68.k8s告警规则

[www@c02-jenkins container]$ cat hpa.yaml

apiVersion: monitoring.coreos.com/v1

kind: PrometheusRule

metadata:

  annotations:

  labels:

    prometheus: k8s

    role: alert-rules

  name: container-hpa

  namespace: kubesphere-monitoring-system


spec:

  groups:

    - name: "容器伸缩"

      rules:

        - alert: "Pod伸缩异常"

          expr: kube_hpa_status_condition{condition="AbleToScale",status="false"} == 1

          for: 1m

          labels:

            level: p1

            resources: container

          annotations:

            value: "{{ $value }}"

            summary: "Kubernetes 伸缩异常"

            description: "Kubernetes 【{{ $labels.instance }}】伸缩异常重启, 请检查!!!"

        - alert: "HPA收集数据异常"

          expr: kube_hpa_status_condition{condition="ScalingActive",status="false"} == 1

          for: 1m

          labels:

            level: p1

            resources: container

          annotations:

            value: "{{ $value }}"

            summary: "Kubernetes Pod HPA收集监控数据异常"

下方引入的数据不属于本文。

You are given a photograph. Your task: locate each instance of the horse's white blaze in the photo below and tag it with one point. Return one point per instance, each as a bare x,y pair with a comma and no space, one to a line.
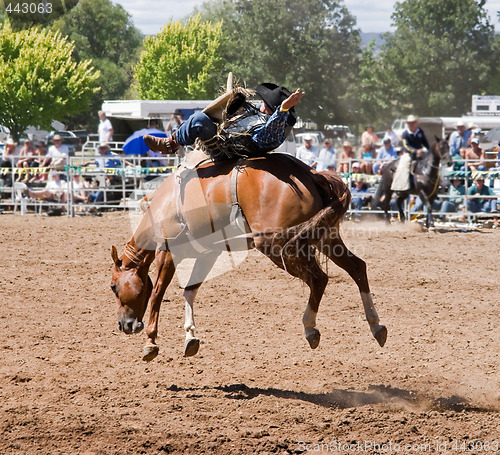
370,311
132,284
189,326
309,320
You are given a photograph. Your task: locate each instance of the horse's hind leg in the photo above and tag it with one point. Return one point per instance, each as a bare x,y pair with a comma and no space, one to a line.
302,263
200,271
166,268
336,250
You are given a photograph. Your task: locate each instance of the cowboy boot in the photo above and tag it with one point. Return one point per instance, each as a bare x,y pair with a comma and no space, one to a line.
166,145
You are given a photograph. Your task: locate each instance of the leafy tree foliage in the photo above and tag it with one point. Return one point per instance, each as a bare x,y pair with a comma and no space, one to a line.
103,32
439,55
312,45
39,81
179,63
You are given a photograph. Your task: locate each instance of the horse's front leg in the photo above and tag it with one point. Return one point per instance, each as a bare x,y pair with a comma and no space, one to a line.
400,203
200,271
429,222
336,250
166,268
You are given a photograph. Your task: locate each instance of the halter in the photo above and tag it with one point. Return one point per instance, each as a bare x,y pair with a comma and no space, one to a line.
133,256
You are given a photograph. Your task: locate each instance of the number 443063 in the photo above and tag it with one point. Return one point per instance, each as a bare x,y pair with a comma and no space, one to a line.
29,8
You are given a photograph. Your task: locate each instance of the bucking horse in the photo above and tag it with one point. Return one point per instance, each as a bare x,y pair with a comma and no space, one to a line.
424,182
273,203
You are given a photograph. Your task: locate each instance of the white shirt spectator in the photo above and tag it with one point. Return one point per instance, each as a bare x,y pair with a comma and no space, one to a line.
60,152
327,159
105,129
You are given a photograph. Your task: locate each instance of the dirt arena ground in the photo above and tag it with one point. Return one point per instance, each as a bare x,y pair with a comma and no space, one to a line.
71,384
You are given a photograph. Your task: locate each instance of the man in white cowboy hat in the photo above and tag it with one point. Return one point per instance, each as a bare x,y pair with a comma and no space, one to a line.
251,132
57,155
307,152
414,143
459,138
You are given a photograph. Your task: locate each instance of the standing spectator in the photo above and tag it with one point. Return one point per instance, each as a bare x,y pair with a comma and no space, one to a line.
392,136
307,152
105,128
366,155
57,156
477,204
475,156
474,131
369,138
346,158
385,155
175,121
10,153
456,192
360,196
9,159
327,159
459,138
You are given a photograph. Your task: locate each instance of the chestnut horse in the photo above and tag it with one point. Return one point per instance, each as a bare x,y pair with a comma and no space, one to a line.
290,213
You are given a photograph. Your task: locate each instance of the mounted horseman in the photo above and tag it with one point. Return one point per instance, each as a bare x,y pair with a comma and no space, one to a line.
417,172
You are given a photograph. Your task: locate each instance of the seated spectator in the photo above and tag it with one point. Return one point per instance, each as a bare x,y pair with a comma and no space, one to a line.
307,152
366,155
385,155
456,191
106,159
26,160
327,159
475,156
9,160
58,154
56,189
346,158
369,139
477,204
392,136
360,196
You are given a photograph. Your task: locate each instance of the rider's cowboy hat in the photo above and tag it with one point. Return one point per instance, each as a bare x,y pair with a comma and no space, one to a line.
273,95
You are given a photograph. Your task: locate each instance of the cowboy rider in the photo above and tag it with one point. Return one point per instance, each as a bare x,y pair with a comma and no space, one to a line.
254,131
414,143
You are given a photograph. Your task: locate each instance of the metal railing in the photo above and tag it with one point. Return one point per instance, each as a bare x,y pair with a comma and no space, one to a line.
90,187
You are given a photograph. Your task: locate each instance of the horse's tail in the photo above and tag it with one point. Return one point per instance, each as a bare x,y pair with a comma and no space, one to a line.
316,230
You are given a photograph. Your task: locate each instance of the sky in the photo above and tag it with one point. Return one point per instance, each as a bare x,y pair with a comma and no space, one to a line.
150,15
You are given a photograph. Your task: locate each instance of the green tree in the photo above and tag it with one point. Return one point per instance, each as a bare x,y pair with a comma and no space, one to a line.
39,81
179,63
313,45
104,33
439,55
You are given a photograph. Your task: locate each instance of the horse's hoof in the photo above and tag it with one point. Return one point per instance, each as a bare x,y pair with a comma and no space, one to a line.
313,338
380,334
192,346
150,351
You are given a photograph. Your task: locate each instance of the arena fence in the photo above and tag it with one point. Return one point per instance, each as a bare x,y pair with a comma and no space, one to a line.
90,188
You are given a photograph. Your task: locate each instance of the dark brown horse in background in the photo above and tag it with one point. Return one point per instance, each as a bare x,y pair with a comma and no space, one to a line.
292,213
424,182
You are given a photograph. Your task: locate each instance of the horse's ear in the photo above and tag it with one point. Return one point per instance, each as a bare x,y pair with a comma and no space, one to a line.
114,256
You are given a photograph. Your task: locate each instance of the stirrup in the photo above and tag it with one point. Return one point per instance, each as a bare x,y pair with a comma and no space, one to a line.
166,145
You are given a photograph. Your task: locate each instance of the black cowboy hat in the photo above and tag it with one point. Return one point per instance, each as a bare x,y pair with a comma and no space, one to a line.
273,95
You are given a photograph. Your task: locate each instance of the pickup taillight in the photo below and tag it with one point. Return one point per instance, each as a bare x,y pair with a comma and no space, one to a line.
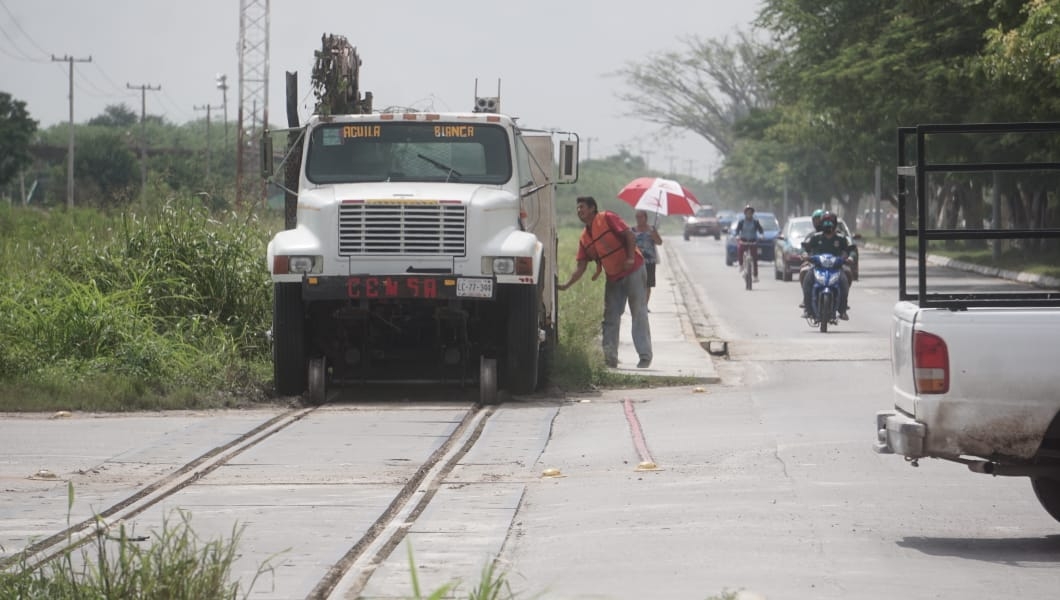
931,364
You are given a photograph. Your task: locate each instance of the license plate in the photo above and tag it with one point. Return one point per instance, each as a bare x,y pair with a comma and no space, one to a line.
426,287
474,287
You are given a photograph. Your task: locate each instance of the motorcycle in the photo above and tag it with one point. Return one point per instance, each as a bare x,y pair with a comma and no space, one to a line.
748,253
825,294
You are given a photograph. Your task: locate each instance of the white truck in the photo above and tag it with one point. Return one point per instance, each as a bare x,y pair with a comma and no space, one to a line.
423,245
975,380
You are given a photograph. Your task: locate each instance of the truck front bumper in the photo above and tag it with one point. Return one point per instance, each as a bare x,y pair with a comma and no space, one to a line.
897,433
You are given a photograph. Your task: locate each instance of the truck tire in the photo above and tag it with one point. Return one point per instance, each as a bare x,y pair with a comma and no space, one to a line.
1047,491
289,369
551,343
523,352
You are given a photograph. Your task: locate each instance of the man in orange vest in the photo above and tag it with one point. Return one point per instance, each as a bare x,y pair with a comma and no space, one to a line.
610,242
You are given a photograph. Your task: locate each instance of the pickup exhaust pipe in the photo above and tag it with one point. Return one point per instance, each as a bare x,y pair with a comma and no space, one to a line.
1000,470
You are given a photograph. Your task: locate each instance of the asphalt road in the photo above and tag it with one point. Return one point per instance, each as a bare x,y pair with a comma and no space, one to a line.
764,482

            description: "Kubernetes Pod节点【{{ $labels.instance }}】收集指标异常重启, 请检查!!!"

        - alert: "HPA伸缩能力"

          expr: kube_hpa_status_desired_replicas >= kube_hpa_spec_max_replicas

          for: 1m

          labels:

            level: p2

            resources: container

          annotations:

            value: "{{ $value }}"

            summary: "Kubernetes Pod HPA扩容节点已经达到最大"

            description: "Kubernetes Pod节点【{{ $labels.instance }}】扩容节点已经达到最大, 请检查!!!"


[www@c02-jenkins container]$ cat resources.yaml

apiVersion: monitoring.coreos.com/v1

kind: PrometheusRule

metadata:

  annotations:

  labels:

    prometheus: k8s

    role: alert-rules

  name: container-resources

  namespace: kubesphere-monitoring-system


spec:

  groups:

    - name: "容器资源"

      rules:

        - alert: "CPU使用率"

          expr: sum(rate(container_cpu_usage_seconds_total{container !="",container!="POD"}[2m])) by (pod,namespace,instance,container) / (sum(container_spec_cpu_quota{container !="",container!="POD"}/100000) by (pod,namespace,instance,container)) * 100 > 60

          for: 1m

          labels:

            level: p4

            resources: container

          annotations:

            value: "{{ $value }}"

            summary: "Kubernetes Pod CPU使用率过高"

            description: "Kubernetes Pod节点【{{ $labels.pod }}】CPU使用率过高,请检查!!!"

        - alert: "CPU使用率"

          expr: sum(rate(container_cpu_usage_seconds_total{container !="",container!="POD"}[2m])) by (pod,namespace,instance,container) / (sum(container_spec_cpu_quota{container !="",container!="POD"}/100000) by (pod,namespace,instance,container)) * 100 > 70

          for: 1m

          labels:

            level: p3

            resources: container

          annotations:

            value: "{{ $value }}"

            summary: "Kubernetes Pod CPU使用率过高"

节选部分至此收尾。